Pay Attention to the Schedule
The way you print your schedule says a lot about your program. Your facility may offer amazing towels, award-winning meals, the newest equipment and the best music, but at the end of the day, for over half your members, what represents your facility in the home (usually stuck to the refrigerator) is the printed schedule of classes. Giving your schedule a facelift does not have to cost much more than time. Since you already have a budget for printing, consider reformatting the title, font, layout and class descriptions for the next printing. At the very least, update the title from the old “Aerobics Class Schedule” to something more exciting like “Group Wellness Menu,” “Choices for a New Body” or “How to Become a Champion of Living.” This can work wonders to gain attention for your new look.

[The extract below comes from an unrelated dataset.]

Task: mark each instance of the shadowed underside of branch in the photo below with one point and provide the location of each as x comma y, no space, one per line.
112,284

Perhaps you could also add color and symbol coding to your schedule to identify special types of classes. For example, classes appropriate for first-timers could be underlined. Classes emphasizing cardiovascular work could appear in red, and those incorporating a strong element of balance could appear in boxes. Ultimately, the overall appearance of your menu says a great deal about the value your club places on its schedule.

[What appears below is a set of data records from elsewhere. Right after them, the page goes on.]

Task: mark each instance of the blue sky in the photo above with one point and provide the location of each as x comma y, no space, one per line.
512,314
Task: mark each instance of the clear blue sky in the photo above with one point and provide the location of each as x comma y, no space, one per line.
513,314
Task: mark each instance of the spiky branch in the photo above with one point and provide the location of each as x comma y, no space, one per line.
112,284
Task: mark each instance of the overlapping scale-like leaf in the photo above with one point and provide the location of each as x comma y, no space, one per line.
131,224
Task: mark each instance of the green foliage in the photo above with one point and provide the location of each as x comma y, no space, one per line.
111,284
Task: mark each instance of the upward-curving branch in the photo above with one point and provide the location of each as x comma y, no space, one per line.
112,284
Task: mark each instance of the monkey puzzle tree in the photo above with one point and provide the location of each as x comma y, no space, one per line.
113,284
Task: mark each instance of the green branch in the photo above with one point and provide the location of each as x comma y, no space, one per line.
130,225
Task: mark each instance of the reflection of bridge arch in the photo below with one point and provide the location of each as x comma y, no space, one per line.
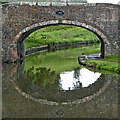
30,91
20,38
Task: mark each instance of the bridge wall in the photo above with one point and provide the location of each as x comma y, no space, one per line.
19,20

Tie a class to charity, both to help the world and to generate press. Maureen Hagan, 2006 IDEA Instructor of the Year award winner, held events in Canada called “We Kick Off Our Shoes to Yoga,” in which participants placed their shoes in baskets upon entering the room. Those shoes were donated to charity. You could hold similar “From the Classes to the Masses” events for different disciplines, using winter coats, canned goods and even baby items. Notify local radio stations and newspapers about these events. This will help spread the word about the goodwill the facility generates from community-minded classes.
Always consider surveying your members before making extensive changes to a winning program. Internet survey sites like surveymonkey.com offer inexpensive ways to survey members by e-mail and find out exactly what works and what does not. Members are usually not shy about making their preferences known.
Making changes to an existing movement program doesn’t have to be costly. Incorporate some of these inexpensive ideas to refresh your program, to attract new guests and to keep your budget intact.